Field production indicated that POLYSOLVE processes are a reliable technology. However, PS drying turned out not to be sufficient in the batch used for production of test specimen. However, larger scale vacuum extrusion lines apply usually more than one vacuum port (mostly 2-4) and have been shown to be more effective in previous trials. It is therefore expected, that the issue of performing a suitable final drying has been treated sufficiently and do not require further optimisation.
Results for recycling PC are also very promising. However, drying has been found to be time consuming which increase the size of suitable drying aggregates. Therefore, optimisation (acceleration) of the drying technology will remain a future issue.

Potential Impact:
Polysolve will have to yield an economical recycling route for EPS via decentralized systems (e;g. for fish box collection) and for PC filled with fibres and/or coming from WEEE-fractions Polysolve will directly feed in the European Resource Efficiency Roadmap and the strategy released by DG ENV, have named the Green Paper for Plastics. Currently, too little fraction of the plastics are recycled.

This is the case, especially for WEEE streams and for Building & Construction. Also, the EPS-recycling posing the volumetric problem (the large jumbo-trucks can only load up to 700 kg of EPS without compaction) needs solutions. Maybe short-term economic benefits of solvent based technology will not be that high, numeric examples of the CREASOLVE process have shown for other solvent-based processes that especially the solvent removal contributes to the costs.

Those same analysis have however shown as well that when the scale is big enough, the process would become economically feasible. Certain streams, such as WEEE, are special because first of all the recycling rates will double or even tripple by 2020, because of more strict requirements, and the stream is financed.

The WEEE directive foresees that the producer pays for the waste collection. Additionaly many manufacturers such as SIEMENS, PHILIPS, HP among others, have launched product stewardship initiatives to increase recycling rates and to come up with a closed loop approach. As mentioned in the deliverables, WEEE streams are problematic because of legacy additives.

These additives are maybe not that much in polycarbonate but their presence in other plastics fractions and in the dust generated during shredding. They jeopardize the options for recyclers to make compliant recyclates out of it. Another phenomenon is that much of the waste is shipped to Africa and South-East Asia, eventually leading to hazards for human health and even re-import of potentially contaminated recyclates used in E&E devices, leading to exposure of customers in Europe. Solvent based technologies are the only option we have at this moment to decontaminate plastics.

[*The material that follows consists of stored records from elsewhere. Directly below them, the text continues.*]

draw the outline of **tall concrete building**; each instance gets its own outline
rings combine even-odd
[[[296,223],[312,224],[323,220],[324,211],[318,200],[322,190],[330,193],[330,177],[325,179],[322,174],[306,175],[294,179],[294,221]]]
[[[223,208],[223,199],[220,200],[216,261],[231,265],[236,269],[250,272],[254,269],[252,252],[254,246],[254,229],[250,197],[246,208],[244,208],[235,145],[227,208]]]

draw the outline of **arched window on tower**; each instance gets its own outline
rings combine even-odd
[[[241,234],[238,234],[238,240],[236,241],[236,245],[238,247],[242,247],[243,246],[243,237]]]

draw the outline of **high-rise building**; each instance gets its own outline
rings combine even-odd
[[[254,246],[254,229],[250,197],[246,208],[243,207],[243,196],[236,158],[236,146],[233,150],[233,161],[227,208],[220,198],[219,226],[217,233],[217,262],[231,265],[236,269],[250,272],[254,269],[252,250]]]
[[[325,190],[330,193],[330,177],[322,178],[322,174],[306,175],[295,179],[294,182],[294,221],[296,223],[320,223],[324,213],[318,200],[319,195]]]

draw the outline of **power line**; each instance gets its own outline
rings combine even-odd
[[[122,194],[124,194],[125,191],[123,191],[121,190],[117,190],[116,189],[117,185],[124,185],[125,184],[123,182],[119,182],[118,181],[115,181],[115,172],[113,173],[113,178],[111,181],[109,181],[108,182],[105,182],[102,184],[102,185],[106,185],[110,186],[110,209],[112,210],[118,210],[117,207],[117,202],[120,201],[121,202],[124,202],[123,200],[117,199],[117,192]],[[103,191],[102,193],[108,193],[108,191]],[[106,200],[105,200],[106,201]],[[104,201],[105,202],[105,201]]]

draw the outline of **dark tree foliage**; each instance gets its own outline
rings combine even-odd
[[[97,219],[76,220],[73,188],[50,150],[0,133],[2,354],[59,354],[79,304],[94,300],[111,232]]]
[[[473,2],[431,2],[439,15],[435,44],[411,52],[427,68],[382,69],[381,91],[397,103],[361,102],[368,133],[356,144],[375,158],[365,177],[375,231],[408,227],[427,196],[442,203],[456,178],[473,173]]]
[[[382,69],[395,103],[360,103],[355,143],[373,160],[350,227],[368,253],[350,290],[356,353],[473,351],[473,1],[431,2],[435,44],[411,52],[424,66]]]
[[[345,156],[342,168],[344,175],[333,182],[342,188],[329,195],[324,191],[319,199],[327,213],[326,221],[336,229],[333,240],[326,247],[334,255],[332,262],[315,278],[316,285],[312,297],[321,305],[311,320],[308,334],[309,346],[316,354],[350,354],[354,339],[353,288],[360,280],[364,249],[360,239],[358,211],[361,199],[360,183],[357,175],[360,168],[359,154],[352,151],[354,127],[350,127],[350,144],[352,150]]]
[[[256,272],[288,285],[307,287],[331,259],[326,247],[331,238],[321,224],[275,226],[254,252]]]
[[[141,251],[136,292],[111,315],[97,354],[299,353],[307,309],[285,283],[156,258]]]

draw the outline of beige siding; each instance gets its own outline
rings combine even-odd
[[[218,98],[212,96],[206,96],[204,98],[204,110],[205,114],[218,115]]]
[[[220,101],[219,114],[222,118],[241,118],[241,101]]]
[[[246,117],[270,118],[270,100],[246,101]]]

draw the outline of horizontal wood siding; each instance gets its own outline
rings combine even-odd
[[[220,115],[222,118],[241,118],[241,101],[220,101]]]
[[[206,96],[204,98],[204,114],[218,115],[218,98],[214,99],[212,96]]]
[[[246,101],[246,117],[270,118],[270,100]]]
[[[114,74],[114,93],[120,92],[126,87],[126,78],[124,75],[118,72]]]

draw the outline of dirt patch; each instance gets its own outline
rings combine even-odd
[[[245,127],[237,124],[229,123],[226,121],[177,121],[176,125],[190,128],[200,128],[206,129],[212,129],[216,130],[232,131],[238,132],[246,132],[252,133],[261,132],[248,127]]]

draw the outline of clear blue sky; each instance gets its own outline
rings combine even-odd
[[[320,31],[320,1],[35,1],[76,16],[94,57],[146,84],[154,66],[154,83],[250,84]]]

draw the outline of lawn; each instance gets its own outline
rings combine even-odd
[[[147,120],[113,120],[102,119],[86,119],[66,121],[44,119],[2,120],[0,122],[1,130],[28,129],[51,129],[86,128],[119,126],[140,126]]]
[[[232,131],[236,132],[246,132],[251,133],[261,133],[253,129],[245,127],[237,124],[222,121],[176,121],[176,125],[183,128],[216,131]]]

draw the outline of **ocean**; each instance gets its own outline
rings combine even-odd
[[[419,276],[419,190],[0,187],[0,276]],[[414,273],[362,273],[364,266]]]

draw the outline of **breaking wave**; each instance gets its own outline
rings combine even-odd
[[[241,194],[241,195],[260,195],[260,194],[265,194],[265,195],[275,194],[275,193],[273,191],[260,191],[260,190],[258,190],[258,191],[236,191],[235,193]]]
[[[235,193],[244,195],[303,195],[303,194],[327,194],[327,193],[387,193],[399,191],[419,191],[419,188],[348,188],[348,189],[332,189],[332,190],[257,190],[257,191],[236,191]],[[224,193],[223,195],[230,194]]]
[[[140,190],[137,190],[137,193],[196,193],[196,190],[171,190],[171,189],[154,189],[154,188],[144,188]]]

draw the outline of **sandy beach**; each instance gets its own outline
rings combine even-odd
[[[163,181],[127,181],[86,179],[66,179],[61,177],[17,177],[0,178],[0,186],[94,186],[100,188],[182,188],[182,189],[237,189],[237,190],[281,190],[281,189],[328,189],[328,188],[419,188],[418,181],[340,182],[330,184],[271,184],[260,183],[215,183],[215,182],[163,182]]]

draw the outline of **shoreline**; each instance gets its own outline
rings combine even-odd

Polysolve demonstrate the power of solvent-based technology in the current industrial climate, where f.e. also the PVC industry is looking for options to remove DEHP from waste fractions and where many of the engineering plastics (polycarbonate is also an engineering plastics) and composite materials are mainly studied in an approach of incineration or chemical feedstock recycling, which are as confirmed by the best experts in the field, not sustainable from an economic and/or ecologic point of view.

The European Framework Programmes have the goal of uniting important innovation partners, and in this perspective the POLYSOLVE consortium will do everything - in spite of difficulties with the initial partnership - to give the project a maximum impact.